Not quite two years ago Autumn Strecker of Hillsboro, now 13, was tired, grumpy, and always hungry.

“I just thought it was because she was working so hard at volleyball practice,” her mother Jeri Strecker said. “She had just started school as a sixth grader in junior high at Goessel and was going through a lot of changes.”

It was not until Autumn’s mother noticed that she was rapidly losing weight that she became really concerned about her daughter’s health.

“She has always been a skinny Minnie,” Strecker said. “But when I weighed her and she was only 68 pounds I became frantic. I knew something was wrong.”

Strecker made an appointment with Autumn’s regular doctor, and that day, Sept. 15, 2010, became a turning point in their lives.

“I remember I was always very hungry,” Autumn said. “That day we went in for an appointment to check my weight and as soon as they saw me, they checked my blood sugar.”

Autumn’s blood sugar registered at a highly dangerous level — 526, and nurses rushed her into an intensive care unit immediately.

“It all happened so fast. We were so scared,” her mother said. “The nurses told me she could have died with her blood sugar at that level. We just didn’t know.”

After spending several days in ICU and then a week or so in the hospital, Strecker came home to rest, recover, and begin a whole new way of life.

“I have to check my blood sugar levels at least five times a day,” Autumn said. “I have this little device that I push a button on and it pokes my finger.

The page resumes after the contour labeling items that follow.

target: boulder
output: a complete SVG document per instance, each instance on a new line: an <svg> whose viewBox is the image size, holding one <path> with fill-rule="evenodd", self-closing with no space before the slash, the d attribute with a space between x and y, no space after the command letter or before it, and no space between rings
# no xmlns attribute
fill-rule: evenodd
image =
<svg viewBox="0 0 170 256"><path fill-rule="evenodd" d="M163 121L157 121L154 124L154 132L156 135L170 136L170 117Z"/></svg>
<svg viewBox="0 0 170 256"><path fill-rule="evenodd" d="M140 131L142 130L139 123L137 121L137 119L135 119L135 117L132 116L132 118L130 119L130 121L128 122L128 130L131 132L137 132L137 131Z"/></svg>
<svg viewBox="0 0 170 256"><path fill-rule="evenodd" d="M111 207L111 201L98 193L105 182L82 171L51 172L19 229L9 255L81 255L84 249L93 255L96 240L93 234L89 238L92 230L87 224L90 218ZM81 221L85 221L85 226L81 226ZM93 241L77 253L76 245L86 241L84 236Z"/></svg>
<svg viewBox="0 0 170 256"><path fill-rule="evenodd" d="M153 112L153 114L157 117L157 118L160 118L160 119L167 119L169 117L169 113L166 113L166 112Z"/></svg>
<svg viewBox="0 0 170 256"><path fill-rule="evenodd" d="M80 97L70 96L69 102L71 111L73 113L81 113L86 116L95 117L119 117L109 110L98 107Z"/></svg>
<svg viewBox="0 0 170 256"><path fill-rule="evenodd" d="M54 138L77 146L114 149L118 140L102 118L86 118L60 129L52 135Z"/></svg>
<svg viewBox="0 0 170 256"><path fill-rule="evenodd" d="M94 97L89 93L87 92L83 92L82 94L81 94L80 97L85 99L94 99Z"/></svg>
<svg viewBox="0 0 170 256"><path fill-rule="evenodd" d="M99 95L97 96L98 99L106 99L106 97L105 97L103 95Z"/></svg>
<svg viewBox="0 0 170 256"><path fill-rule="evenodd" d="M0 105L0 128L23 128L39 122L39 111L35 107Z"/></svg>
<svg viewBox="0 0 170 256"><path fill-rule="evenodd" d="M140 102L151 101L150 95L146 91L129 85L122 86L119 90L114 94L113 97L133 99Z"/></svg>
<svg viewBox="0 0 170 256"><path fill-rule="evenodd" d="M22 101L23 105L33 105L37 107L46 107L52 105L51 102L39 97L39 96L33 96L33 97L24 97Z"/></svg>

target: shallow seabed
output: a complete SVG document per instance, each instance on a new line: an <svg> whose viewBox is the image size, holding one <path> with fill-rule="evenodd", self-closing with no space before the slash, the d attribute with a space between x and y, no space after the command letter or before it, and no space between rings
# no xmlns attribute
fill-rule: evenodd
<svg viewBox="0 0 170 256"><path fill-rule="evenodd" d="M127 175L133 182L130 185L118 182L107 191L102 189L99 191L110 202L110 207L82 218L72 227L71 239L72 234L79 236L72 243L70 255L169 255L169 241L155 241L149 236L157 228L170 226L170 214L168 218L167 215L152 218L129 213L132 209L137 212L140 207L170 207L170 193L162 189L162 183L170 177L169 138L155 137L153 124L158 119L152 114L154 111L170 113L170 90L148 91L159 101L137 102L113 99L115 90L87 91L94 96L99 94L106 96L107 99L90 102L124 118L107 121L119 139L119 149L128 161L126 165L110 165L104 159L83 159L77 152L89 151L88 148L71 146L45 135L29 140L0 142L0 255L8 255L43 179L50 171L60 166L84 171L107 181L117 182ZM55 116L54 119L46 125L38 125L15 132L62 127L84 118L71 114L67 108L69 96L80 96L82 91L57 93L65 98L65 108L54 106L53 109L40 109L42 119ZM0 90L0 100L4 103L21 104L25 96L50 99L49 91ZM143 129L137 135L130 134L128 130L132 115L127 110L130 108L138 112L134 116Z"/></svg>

Sometimes it hurts.”

Autumn squeezes a drop of her blood onto a glucometer strip and it gives her a digital reading.

“I should be around 70 to 150,” she said. “I can always tell before I check how it is going to turn out. If my blood sugar levels are too high, I get really bad headaches and start yelling at people for no reason.”

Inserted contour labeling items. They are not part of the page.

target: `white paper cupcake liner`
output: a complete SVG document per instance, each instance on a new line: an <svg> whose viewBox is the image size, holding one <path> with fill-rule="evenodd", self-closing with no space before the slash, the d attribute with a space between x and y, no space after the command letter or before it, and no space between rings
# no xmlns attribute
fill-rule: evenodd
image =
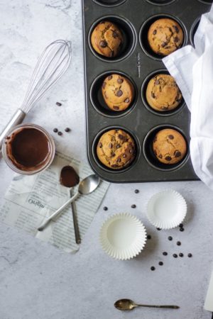
<svg viewBox="0 0 213 319"><path fill-rule="evenodd" d="M113 258L130 259L143 249L146 231L143 223L129 213L109 217L102 226L99 236L102 249Z"/></svg>
<svg viewBox="0 0 213 319"><path fill-rule="evenodd" d="M180 194L173 190L155 194L147 206L147 218L157 228L171 229L178 226L186 213L185 200Z"/></svg>

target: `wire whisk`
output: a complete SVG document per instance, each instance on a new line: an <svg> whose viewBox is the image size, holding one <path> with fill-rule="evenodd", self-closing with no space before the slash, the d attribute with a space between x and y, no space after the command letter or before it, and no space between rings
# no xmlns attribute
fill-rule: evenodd
<svg viewBox="0 0 213 319"><path fill-rule="evenodd" d="M45 49L36 65L21 107L0 134L0 150L9 131L23 121L34 105L62 77L70 65L71 57L71 43L64 40L57 40Z"/></svg>

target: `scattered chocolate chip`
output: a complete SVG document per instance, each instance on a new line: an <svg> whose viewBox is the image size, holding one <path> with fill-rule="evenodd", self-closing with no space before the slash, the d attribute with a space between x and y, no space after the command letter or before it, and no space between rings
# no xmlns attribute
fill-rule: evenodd
<svg viewBox="0 0 213 319"><path fill-rule="evenodd" d="M116 93L116 96L121 96L121 95L123 95L123 91L121 90L119 90Z"/></svg>
<svg viewBox="0 0 213 319"><path fill-rule="evenodd" d="M180 151L175 152L175 157L180 157L180 156L181 156L181 152L180 152Z"/></svg>
<svg viewBox="0 0 213 319"><path fill-rule="evenodd" d="M165 157L165 160L166 161L170 162L170 161L172 160L172 157L171 157L170 156L166 156L166 157Z"/></svg>
<svg viewBox="0 0 213 319"><path fill-rule="evenodd" d="M176 33L179 33L179 28L177 27L177 26L173 26Z"/></svg>
<svg viewBox="0 0 213 319"><path fill-rule="evenodd" d="M117 79L117 82L119 84L121 84L121 83L123 83L124 82L124 80L123 80L123 79L121 79L120 77Z"/></svg>
<svg viewBox="0 0 213 319"><path fill-rule="evenodd" d="M119 106L113 106L113 108L114 108L114 110L116 110L116 111L119 111Z"/></svg>
<svg viewBox="0 0 213 319"><path fill-rule="evenodd" d="M99 45L101 47L107 47L107 42L105 41L105 40L103 40L100 41Z"/></svg>

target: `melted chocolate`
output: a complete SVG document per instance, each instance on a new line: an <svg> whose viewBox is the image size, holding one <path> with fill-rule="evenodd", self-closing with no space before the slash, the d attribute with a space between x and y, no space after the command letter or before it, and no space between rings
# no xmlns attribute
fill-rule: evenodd
<svg viewBox="0 0 213 319"><path fill-rule="evenodd" d="M80 178L72 166L65 166L60 172L60 181L65 187L74 187L80 182Z"/></svg>
<svg viewBox="0 0 213 319"><path fill-rule="evenodd" d="M37 128L21 128L9 137L6 144L9 157L15 166L23 171L41 167L50 155L50 142Z"/></svg>

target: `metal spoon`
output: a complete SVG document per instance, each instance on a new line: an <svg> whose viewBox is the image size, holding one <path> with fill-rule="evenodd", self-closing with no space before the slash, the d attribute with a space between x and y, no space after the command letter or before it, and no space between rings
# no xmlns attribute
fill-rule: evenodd
<svg viewBox="0 0 213 319"><path fill-rule="evenodd" d="M146 308L164 308L168 309L178 309L178 306L153 306L153 305L139 305L134 303L131 299L120 299L116 301L114 304L115 308L121 310L131 310L136 307L146 307Z"/></svg>
<svg viewBox="0 0 213 319"><path fill-rule="evenodd" d="M55 211L50 217L48 217L46 220L45 220L41 225L38 228L38 230L42 231L47 226L47 225L52 220L53 218L57 217L60 213L65 208L67 205L69 205L72 201L75 201L75 199L80 195L87 195L94 191L100 183L100 178L96 175L92 174L86 177L84 179L80 181L78 186L77 192L72 196L71 198L68 199L60 208Z"/></svg>

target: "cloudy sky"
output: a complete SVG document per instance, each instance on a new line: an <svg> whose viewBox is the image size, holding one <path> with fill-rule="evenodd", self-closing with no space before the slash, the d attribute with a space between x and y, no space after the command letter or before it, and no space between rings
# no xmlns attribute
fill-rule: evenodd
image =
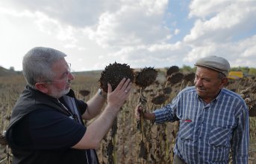
<svg viewBox="0 0 256 164"><path fill-rule="evenodd" d="M255 18L256 0L1 0L0 65L21 70L43 46L75 71L193 67L209 55L256 68Z"/></svg>

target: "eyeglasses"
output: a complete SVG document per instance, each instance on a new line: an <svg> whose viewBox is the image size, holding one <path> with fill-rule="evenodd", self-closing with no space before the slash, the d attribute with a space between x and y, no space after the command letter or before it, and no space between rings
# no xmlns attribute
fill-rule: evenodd
<svg viewBox="0 0 256 164"><path fill-rule="evenodd" d="M41 81L42 82L52 82L54 81L62 81L62 80L65 80L66 82L68 82L69 81L69 74L71 73L71 63L67 63L68 64L68 68L66 70L66 72L64 72L62 75L60 79L49 79L49 80L43 80Z"/></svg>

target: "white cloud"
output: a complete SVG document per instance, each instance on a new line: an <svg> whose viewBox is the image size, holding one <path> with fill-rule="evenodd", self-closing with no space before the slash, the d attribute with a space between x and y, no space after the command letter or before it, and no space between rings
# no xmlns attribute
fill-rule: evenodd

She said that low blood sugar levels made her feel very shaky and sweaty. Often she also feels very hungry if her levels are too low.

“If my blood sugar checks too high, I have to drink lots of water,” she said. “If it is above 350 for too long, I have to go home and get some extra help.”

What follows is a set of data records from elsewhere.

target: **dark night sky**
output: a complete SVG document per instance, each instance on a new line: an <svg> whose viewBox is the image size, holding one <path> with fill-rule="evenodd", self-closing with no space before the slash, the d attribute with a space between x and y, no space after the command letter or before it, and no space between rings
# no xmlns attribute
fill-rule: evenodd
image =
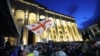
<svg viewBox="0 0 100 56"><path fill-rule="evenodd" d="M100 0L35 0L48 9L75 18L79 29L100 20Z"/></svg>

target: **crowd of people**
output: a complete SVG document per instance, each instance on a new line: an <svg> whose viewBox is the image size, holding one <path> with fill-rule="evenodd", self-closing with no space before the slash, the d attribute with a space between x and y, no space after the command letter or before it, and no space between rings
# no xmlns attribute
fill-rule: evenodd
<svg viewBox="0 0 100 56"><path fill-rule="evenodd" d="M95 42L37 43L10 46L0 38L0 56L100 56L100 46Z"/></svg>

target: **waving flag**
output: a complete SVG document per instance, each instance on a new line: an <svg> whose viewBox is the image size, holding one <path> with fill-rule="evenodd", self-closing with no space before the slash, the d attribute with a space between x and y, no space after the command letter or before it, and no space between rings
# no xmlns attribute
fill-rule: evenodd
<svg viewBox="0 0 100 56"><path fill-rule="evenodd" d="M46 29L50 28L51 26L54 26L54 23L50 19L42 20L37 24L26 25L26 27L36 35L43 33Z"/></svg>

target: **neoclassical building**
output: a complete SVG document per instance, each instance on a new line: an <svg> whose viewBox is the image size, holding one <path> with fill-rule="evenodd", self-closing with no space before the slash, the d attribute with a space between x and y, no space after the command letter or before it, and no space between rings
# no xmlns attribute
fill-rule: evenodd
<svg viewBox="0 0 100 56"><path fill-rule="evenodd" d="M24 0L7 0L7 3L19 32L18 41L23 41L24 45L47 41L83 41L73 17ZM55 27L45 30L41 35L35 35L25 27L47 18L54 22Z"/></svg>

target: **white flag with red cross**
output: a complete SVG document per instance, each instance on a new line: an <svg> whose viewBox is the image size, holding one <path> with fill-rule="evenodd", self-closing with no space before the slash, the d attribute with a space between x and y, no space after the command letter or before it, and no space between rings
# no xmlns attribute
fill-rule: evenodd
<svg viewBox="0 0 100 56"><path fill-rule="evenodd" d="M45 30L52 26L54 26L54 23L50 19L42 20L37 24L26 25L26 27L36 35L42 34Z"/></svg>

Autumn said that if her blood sugar levels were too low at school, she could change it by eating a cracker. If it went very low, she needed to snack on something sweet.

When she was first diagnosed with diabetic keto acidosis, Strecker missed several weeks of school. In order to go back to classes, she was required to be monitored by a licensed health official on the premises.

“We are so thankful that Mr. (Harold) Davis stepped up to help,” Jeri Strecker said. “He took some additional training and now serves as Autumn’s medical supervisor at school when she needs to take insulin or check her blood sugar levels.

Davis is also a special education teacher at USD 411.

Autumn, now a seventh-grader nearing the end of a fairly normal year, administers her own insulin with a pen-like contraption.

“I take Novolog during the day if I need something fast-acting,” she said. “At nighttime I take Lantus, which is a slow-acting insulin.”

Jeri Strecker said that if Autumn did not take additional insulin her body would try to remove the sugar it needed from her organs, creating a very dangerous situation for her.

“It’s been a tough couple of years for her,” she said. “But I am so proud of Autumn. Even though she missed 10 days of school just this last semester because of illness, she still pulled a 4.0 grade point average. She is doing very well with all of this.”

Autumn said she will likely have to live with diabetes for the rest of her life unless a cure is developed.

“I just have to be careful when and what I eat and make sure I check my blood sugar levels,” she said. “Other than that, I can pretty much do the activities I want.”

Autumn said she did not know of any other family members with the disease. Her mother said there were no indications why it struck her daughter, she is just glad they found health officials who knew how to save her daughter’s life and help them deal with the situation.